Here’s a list of MPs that you can ask a question.

PMQs Photograph: HoC


PMQs are about to begin.

This is the Conservative MSP Stephen Kerr responding Nicola Sturgeon’s press conference. It refers to a portion of the supreme Court judgment this morning. (See 10.28am. )

In response to the Supreme Court, the main line of the SNP seems to be that Scotland has been declared a colony against its will. This is the exact language that the Supreme Court rejected in its ruling!

— Stephen Kerr MSP (@RealStephenKerr) November 23, 2022


Q. Would Green and Alba votes count for independence votes, along with SNP votes?

Sturgeon claims she cannot decide what is put forward by the SNP.

Sturgeon is currently taking questions.

Q: Which election outcome would constitute a mandate for independence? Is the independence campaign finished if you lose?

Sturgeon claims she is only one person. She wouldn’t be able to claim that the independence campaign is over.

She stated that she would like the entire party to participate in the discussion about the campaign.

She says that Scotland can’t become independent without a majority vote.

This is a BBC Philip Sim report on Nicola Sturgeon’s announcement regarding a special SNP Conference. (See 10.50am. )

Nicola Sturgeon knows she’s about to face a lot of questions about how a “de facto referendum” would work; this special conference is an attempt to push those questions down the road a bit, while she also looks to push the question of democratic mandates back on the UK govt

— Philip Sim (@BBCPhilipSim November 23, 2022


Sturgeon: SNP will hold a special conference in the new year to determine how next election can be a de facto independence vote

Sturgeon claims that the judgment undercuts the UK’s claim to be an voluntary partnership of countries.

She claims that the ruling did not close off one route to Scotland deciding independence.

She believes the UK government may still allow a referendum. She says she won’t give in to their demands and expects them not to change their minds.

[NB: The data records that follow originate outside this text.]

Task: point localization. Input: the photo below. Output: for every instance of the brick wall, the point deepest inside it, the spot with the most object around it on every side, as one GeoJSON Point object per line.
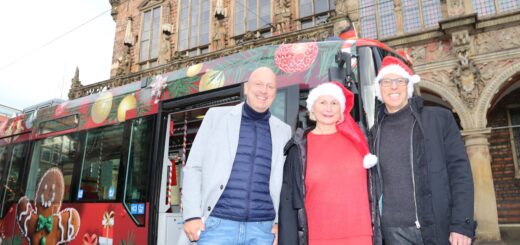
{"type": "Point", "coordinates": [507, 187]}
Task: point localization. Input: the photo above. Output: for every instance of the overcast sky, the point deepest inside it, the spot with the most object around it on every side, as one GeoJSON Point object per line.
{"type": "Point", "coordinates": [31, 73]}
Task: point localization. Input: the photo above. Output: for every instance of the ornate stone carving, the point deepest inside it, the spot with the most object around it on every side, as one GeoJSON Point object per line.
{"type": "Point", "coordinates": [441, 77]}
{"type": "Point", "coordinates": [149, 3]}
{"type": "Point", "coordinates": [497, 40]}
{"type": "Point", "coordinates": [220, 36]}
{"type": "Point", "coordinates": [488, 70]}
{"type": "Point", "coordinates": [125, 62]}
{"type": "Point", "coordinates": [75, 86]}
{"type": "Point", "coordinates": [283, 16]}
{"type": "Point", "coordinates": [341, 7]}
{"type": "Point", "coordinates": [461, 42]}
{"type": "Point", "coordinates": [114, 11]}
{"type": "Point", "coordinates": [455, 7]}
{"type": "Point", "coordinates": [466, 77]}
{"type": "Point", "coordinates": [430, 52]}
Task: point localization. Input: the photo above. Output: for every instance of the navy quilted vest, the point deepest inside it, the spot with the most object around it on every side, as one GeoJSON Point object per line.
{"type": "Point", "coordinates": [246, 196]}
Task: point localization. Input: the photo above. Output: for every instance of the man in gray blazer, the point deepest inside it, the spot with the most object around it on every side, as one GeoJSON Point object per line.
{"type": "Point", "coordinates": [233, 176]}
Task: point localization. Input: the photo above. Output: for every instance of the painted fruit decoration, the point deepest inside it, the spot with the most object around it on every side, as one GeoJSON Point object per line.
{"type": "Point", "coordinates": [295, 57]}
{"type": "Point", "coordinates": [101, 108]}
{"type": "Point", "coordinates": [128, 103]}
{"type": "Point", "coordinates": [45, 223]}
{"type": "Point", "coordinates": [211, 79]}
{"type": "Point", "coordinates": [194, 70]}
{"type": "Point", "coordinates": [61, 110]}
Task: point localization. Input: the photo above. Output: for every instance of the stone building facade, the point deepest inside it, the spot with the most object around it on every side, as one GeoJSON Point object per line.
{"type": "Point", "coordinates": [466, 51]}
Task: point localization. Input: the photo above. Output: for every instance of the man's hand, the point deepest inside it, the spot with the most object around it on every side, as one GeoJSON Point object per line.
{"type": "Point", "coordinates": [459, 239]}
{"type": "Point", "coordinates": [193, 228]}
{"type": "Point", "coordinates": [275, 231]}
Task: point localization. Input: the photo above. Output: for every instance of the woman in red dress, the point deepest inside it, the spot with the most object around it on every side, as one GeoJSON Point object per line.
{"type": "Point", "coordinates": [324, 198]}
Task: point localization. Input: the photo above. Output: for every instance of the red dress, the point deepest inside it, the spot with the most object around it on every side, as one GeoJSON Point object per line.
{"type": "Point", "coordinates": [336, 198]}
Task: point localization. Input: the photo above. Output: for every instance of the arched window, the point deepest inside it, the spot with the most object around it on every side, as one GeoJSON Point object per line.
{"type": "Point", "coordinates": [490, 7]}
{"type": "Point", "coordinates": [377, 18]}
{"type": "Point", "coordinates": [314, 12]}
{"type": "Point", "coordinates": [194, 26]}
{"type": "Point", "coordinates": [252, 15]}
{"type": "Point", "coordinates": [420, 14]}
{"type": "Point", "coordinates": [149, 43]}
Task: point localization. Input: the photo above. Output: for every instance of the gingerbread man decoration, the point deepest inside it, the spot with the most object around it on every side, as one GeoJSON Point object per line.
{"type": "Point", "coordinates": [45, 224]}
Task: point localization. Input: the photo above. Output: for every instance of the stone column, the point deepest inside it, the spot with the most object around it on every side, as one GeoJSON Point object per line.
{"type": "Point", "coordinates": [477, 146]}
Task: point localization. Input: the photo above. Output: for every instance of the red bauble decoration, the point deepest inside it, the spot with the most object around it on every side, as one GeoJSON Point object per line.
{"type": "Point", "coordinates": [295, 57]}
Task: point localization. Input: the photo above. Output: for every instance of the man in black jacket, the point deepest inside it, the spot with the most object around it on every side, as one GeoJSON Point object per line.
{"type": "Point", "coordinates": [422, 187]}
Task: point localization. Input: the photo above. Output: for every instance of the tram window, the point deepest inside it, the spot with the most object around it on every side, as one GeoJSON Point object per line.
{"type": "Point", "coordinates": [61, 152]}
{"type": "Point", "coordinates": [278, 107]}
{"type": "Point", "coordinates": [136, 180]}
{"type": "Point", "coordinates": [100, 168]}
{"type": "Point", "coordinates": [3, 165]}
{"type": "Point", "coordinates": [14, 175]}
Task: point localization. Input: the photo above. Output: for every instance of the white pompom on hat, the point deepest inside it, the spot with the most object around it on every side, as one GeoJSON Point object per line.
{"type": "Point", "coordinates": [348, 127]}
{"type": "Point", "coordinates": [326, 89]}
{"type": "Point", "coordinates": [393, 65]}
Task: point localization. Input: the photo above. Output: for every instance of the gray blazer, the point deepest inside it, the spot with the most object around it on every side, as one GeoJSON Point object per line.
{"type": "Point", "coordinates": [211, 159]}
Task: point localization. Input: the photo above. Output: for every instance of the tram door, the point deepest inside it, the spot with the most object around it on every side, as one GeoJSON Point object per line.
{"type": "Point", "coordinates": [183, 124]}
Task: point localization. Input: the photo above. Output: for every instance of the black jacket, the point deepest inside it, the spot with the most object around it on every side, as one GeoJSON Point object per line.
{"type": "Point", "coordinates": [442, 175]}
{"type": "Point", "coordinates": [292, 219]}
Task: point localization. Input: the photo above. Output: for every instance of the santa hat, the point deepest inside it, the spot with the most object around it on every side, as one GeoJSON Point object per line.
{"type": "Point", "coordinates": [326, 89]}
{"type": "Point", "coordinates": [348, 127]}
{"type": "Point", "coordinates": [393, 65]}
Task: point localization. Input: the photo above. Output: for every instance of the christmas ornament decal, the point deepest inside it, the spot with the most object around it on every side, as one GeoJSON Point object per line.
{"type": "Point", "coordinates": [295, 57]}
{"type": "Point", "coordinates": [101, 108]}
{"type": "Point", "coordinates": [211, 79]}
{"type": "Point", "coordinates": [194, 70]}
{"type": "Point", "coordinates": [128, 103]}
{"type": "Point", "coordinates": [44, 223]}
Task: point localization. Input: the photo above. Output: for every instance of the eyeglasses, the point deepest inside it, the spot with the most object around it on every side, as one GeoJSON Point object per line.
{"type": "Point", "coordinates": [387, 82]}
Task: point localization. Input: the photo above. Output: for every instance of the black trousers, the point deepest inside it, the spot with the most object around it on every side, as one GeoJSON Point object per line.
{"type": "Point", "coordinates": [402, 236]}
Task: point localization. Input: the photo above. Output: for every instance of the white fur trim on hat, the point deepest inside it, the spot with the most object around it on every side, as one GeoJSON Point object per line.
{"type": "Point", "coordinates": [326, 89]}
{"type": "Point", "coordinates": [397, 70]}
{"type": "Point", "coordinates": [369, 160]}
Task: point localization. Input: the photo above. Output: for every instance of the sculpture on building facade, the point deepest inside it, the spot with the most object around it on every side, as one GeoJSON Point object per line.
{"type": "Point", "coordinates": [219, 38]}
{"type": "Point", "coordinates": [283, 16]}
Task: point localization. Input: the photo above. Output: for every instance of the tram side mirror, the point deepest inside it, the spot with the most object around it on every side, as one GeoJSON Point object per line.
{"type": "Point", "coordinates": [343, 72]}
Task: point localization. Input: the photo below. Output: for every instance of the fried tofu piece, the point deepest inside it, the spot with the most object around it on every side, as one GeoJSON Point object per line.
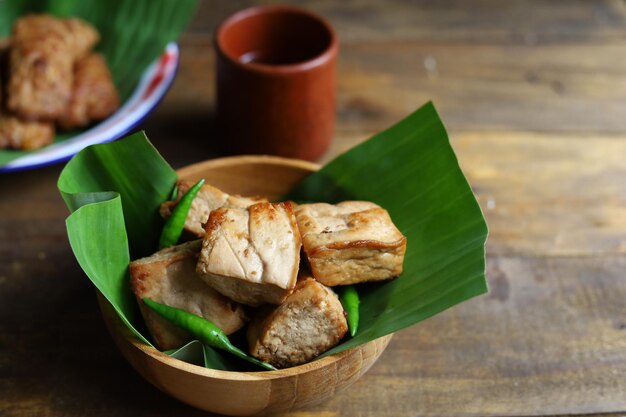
{"type": "Point", "coordinates": [43, 52]}
{"type": "Point", "coordinates": [308, 323]}
{"type": "Point", "coordinates": [209, 198]}
{"type": "Point", "coordinates": [169, 277]}
{"type": "Point", "coordinates": [94, 96]}
{"type": "Point", "coordinates": [21, 134]}
{"type": "Point", "coordinates": [14, 132]}
{"type": "Point", "coordinates": [251, 255]}
{"type": "Point", "coordinates": [350, 242]}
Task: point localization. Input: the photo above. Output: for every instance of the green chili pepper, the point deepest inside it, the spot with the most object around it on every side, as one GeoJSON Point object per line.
{"type": "Point", "coordinates": [204, 330]}
{"type": "Point", "coordinates": [350, 301]}
{"type": "Point", "coordinates": [174, 226]}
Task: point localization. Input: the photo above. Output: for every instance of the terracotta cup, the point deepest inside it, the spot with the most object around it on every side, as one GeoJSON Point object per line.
{"type": "Point", "coordinates": [276, 82]}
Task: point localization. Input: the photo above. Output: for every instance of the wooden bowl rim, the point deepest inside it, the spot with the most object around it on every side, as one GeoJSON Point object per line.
{"type": "Point", "coordinates": [248, 159]}
{"type": "Point", "coordinates": [112, 317]}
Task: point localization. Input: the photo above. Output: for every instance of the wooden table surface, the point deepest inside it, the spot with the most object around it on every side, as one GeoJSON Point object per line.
{"type": "Point", "coordinates": [534, 96]}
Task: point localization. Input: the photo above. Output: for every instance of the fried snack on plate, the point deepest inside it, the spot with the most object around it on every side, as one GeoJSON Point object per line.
{"type": "Point", "coordinates": [209, 198]}
{"type": "Point", "coordinates": [251, 255]}
{"type": "Point", "coordinates": [43, 52]}
{"type": "Point", "coordinates": [16, 133]}
{"type": "Point", "coordinates": [21, 134]}
{"type": "Point", "coordinates": [350, 242]}
{"type": "Point", "coordinates": [94, 96]}
{"type": "Point", "coordinates": [308, 323]}
{"type": "Point", "coordinates": [169, 277]}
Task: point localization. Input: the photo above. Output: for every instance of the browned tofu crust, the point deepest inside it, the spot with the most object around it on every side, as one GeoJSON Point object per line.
{"type": "Point", "coordinates": [308, 323]}
{"type": "Point", "coordinates": [169, 277]}
{"type": "Point", "coordinates": [251, 255]}
{"type": "Point", "coordinates": [209, 198]}
{"type": "Point", "coordinates": [20, 134]}
{"type": "Point", "coordinates": [350, 242]}
{"type": "Point", "coordinates": [43, 52]}
{"type": "Point", "coordinates": [94, 96]}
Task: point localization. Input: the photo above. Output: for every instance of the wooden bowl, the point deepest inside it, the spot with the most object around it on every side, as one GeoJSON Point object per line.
{"type": "Point", "coordinates": [245, 393]}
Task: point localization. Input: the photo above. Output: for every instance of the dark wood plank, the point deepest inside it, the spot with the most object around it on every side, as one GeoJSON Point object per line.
{"type": "Point", "coordinates": [549, 88]}
{"type": "Point", "coordinates": [483, 21]}
{"type": "Point", "coordinates": [543, 194]}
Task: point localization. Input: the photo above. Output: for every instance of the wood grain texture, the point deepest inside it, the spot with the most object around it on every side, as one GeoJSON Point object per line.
{"type": "Point", "coordinates": [533, 94]}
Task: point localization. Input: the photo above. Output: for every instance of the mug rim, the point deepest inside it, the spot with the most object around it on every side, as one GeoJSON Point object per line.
{"type": "Point", "coordinates": [326, 55]}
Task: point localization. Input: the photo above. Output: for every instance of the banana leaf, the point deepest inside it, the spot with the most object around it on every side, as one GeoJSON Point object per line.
{"type": "Point", "coordinates": [133, 34]}
{"type": "Point", "coordinates": [410, 169]}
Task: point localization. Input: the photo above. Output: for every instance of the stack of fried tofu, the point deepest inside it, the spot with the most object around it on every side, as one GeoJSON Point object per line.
{"type": "Point", "coordinates": [246, 266]}
{"type": "Point", "coordinates": [50, 78]}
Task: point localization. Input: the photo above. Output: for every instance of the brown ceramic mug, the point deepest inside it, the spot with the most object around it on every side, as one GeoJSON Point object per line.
{"type": "Point", "coordinates": [276, 82]}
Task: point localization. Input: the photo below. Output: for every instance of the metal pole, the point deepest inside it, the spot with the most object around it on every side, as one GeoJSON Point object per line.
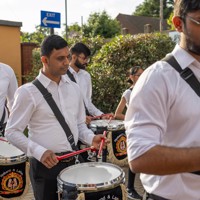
{"type": "Point", "coordinates": [66, 17]}
{"type": "Point", "coordinates": [161, 16]}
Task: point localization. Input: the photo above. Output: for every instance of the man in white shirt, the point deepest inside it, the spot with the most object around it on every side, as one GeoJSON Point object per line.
{"type": "Point", "coordinates": [163, 117]}
{"type": "Point", "coordinates": [46, 138]}
{"type": "Point", "coordinates": [8, 85]}
{"type": "Point", "coordinates": [80, 57]}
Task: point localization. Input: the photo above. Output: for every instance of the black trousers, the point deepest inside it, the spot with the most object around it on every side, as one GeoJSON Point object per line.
{"type": "Point", "coordinates": [154, 197]}
{"type": "Point", "coordinates": [131, 179]}
{"type": "Point", "coordinates": [44, 180]}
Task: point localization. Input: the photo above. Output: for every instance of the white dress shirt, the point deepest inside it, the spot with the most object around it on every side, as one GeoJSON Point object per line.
{"type": "Point", "coordinates": [126, 94]}
{"type": "Point", "coordinates": [45, 132]}
{"type": "Point", "coordinates": [165, 110]}
{"type": "Point", "coordinates": [83, 79]}
{"type": "Point", "coordinates": [8, 86]}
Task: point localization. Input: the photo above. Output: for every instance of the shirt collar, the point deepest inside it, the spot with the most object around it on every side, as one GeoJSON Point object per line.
{"type": "Point", "coordinates": [183, 57]}
{"type": "Point", "coordinates": [46, 81]}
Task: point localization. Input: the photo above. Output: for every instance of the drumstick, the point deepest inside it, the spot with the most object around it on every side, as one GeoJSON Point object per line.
{"type": "Point", "coordinates": [102, 143]}
{"type": "Point", "coordinates": [96, 117]}
{"type": "Point", "coordinates": [75, 153]}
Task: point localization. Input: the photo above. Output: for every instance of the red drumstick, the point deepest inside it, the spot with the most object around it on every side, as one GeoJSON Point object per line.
{"type": "Point", "coordinates": [3, 140]}
{"type": "Point", "coordinates": [97, 117]}
{"type": "Point", "coordinates": [102, 143]}
{"type": "Point", "coordinates": [75, 153]}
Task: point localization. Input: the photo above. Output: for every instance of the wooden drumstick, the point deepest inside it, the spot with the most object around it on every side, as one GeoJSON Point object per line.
{"type": "Point", "coordinates": [75, 153]}
{"type": "Point", "coordinates": [97, 117]}
{"type": "Point", "coordinates": [3, 140]}
{"type": "Point", "coordinates": [102, 143]}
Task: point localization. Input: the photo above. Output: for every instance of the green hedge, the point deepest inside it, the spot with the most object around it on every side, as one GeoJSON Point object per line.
{"type": "Point", "coordinates": [111, 60]}
{"type": "Point", "coordinates": [110, 66]}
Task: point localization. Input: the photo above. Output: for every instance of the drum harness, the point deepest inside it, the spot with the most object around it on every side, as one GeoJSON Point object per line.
{"type": "Point", "coordinates": [188, 75]}
{"type": "Point", "coordinates": [2, 124]}
{"type": "Point", "coordinates": [48, 97]}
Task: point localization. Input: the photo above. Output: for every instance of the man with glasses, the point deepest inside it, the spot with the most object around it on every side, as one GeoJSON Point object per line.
{"type": "Point", "coordinates": [79, 59]}
{"type": "Point", "coordinates": [163, 117]}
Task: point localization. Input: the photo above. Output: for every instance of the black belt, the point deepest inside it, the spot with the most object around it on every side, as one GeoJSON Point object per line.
{"type": "Point", "coordinates": [197, 172]}
{"type": "Point", "coordinates": [154, 197]}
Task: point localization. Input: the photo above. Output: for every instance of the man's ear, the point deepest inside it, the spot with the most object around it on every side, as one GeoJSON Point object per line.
{"type": "Point", "coordinates": [44, 59]}
{"type": "Point", "coordinates": [178, 23]}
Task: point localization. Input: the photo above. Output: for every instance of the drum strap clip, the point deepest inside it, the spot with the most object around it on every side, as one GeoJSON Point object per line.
{"type": "Point", "coordinates": [76, 159]}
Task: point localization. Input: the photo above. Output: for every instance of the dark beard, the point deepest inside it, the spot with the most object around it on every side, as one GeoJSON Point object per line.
{"type": "Point", "coordinates": [79, 65]}
{"type": "Point", "coordinates": [192, 47]}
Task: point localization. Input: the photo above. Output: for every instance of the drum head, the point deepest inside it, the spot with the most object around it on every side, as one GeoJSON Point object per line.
{"type": "Point", "coordinates": [105, 123]}
{"type": "Point", "coordinates": [92, 176]}
{"type": "Point", "coordinates": [10, 153]}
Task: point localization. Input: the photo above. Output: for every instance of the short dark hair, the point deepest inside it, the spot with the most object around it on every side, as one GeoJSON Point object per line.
{"type": "Point", "coordinates": [183, 7]}
{"type": "Point", "coordinates": [50, 43]}
{"type": "Point", "coordinates": [79, 48]}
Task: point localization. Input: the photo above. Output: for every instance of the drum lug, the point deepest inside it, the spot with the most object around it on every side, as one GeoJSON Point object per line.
{"type": "Point", "coordinates": [77, 160]}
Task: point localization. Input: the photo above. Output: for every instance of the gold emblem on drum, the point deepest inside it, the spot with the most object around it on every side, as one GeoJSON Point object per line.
{"type": "Point", "coordinates": [12, 183]}
{"type": "Point", "coordinates": [121, 146]}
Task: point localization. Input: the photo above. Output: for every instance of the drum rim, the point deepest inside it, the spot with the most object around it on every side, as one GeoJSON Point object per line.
{"type": "Point", "coordinates": [17, 159]}
{"type": "Point", "coordinates": [108, 126]}
{"type": "Point", "coordinates": [13, 159]}
{"type": "Point", "coordinates": [96, 187]}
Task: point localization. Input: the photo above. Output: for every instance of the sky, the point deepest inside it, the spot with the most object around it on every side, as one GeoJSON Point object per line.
{"type": "Point", "coordinates": [29, 11]}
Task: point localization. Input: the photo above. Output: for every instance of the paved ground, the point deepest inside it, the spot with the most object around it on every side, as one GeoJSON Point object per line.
{"type": "Point", "coordinates": [138, 186]}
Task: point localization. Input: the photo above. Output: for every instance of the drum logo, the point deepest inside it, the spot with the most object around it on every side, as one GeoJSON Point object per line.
{"type": "Point", "coordinates": [12, 182]}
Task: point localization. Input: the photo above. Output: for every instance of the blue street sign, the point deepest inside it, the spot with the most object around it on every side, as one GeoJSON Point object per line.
{"type": "Point", "coordinates": [50, 19]}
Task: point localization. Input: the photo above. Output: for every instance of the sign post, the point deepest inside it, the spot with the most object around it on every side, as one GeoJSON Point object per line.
{"type": "Point", "coordinates": [50, 19]}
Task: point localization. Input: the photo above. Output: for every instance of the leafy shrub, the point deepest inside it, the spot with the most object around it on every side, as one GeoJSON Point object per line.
{"type": "Point", "coordinates": [110, 65]}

She said that she would not stop trying to get a vote for independence. There is an opportunity to treat the general election as a referendum on independence.

She claims that no party can tell voters on which basis to vote.

She says that turning the next election into de facto referendums is not possible.

She said that the SNP would have to decide what proposition they will present to voters. It will also have to decide what next would happen if it wins a majority in a general election.

She said she would ask the SNP for a special conference to discuss the party’s position on the matter in the new year.

Sturgeon argues that the ruling means that the Scottish government can’t deliver the referendum the Scottish people want.

This isn’t the result she wanted, she says. It does give clarity. She continues:

This clarity allows us to plan for the future, no matter how imperfect it might seem.

Sturgeon claims she hopes to see some triumphalism among unionists. She says that this would be a mistake.

(In actuality, according to their responses – 10.47am and 11.07am for examples – some unionists do their best not sound triumphalist.

Sturgeon reacts to Supreme Court ruling and declares mandate for referendum ‘undeniable.

Nicola Sturgeon is responding to the ruling of the supreme court.

She claims that the Scottish government is in compliance with the law.

She says that the supreme court doesn’t make the law and that the law is inconsistent with democracy.

She claims that the court didn’t rule on whether there was a democratic mandate to hold a referendum. She claims that the mandate exists and is “undeniable”.

She says that the court didn’t consider whether Scotland should become independent or what other ways independence could be achieved.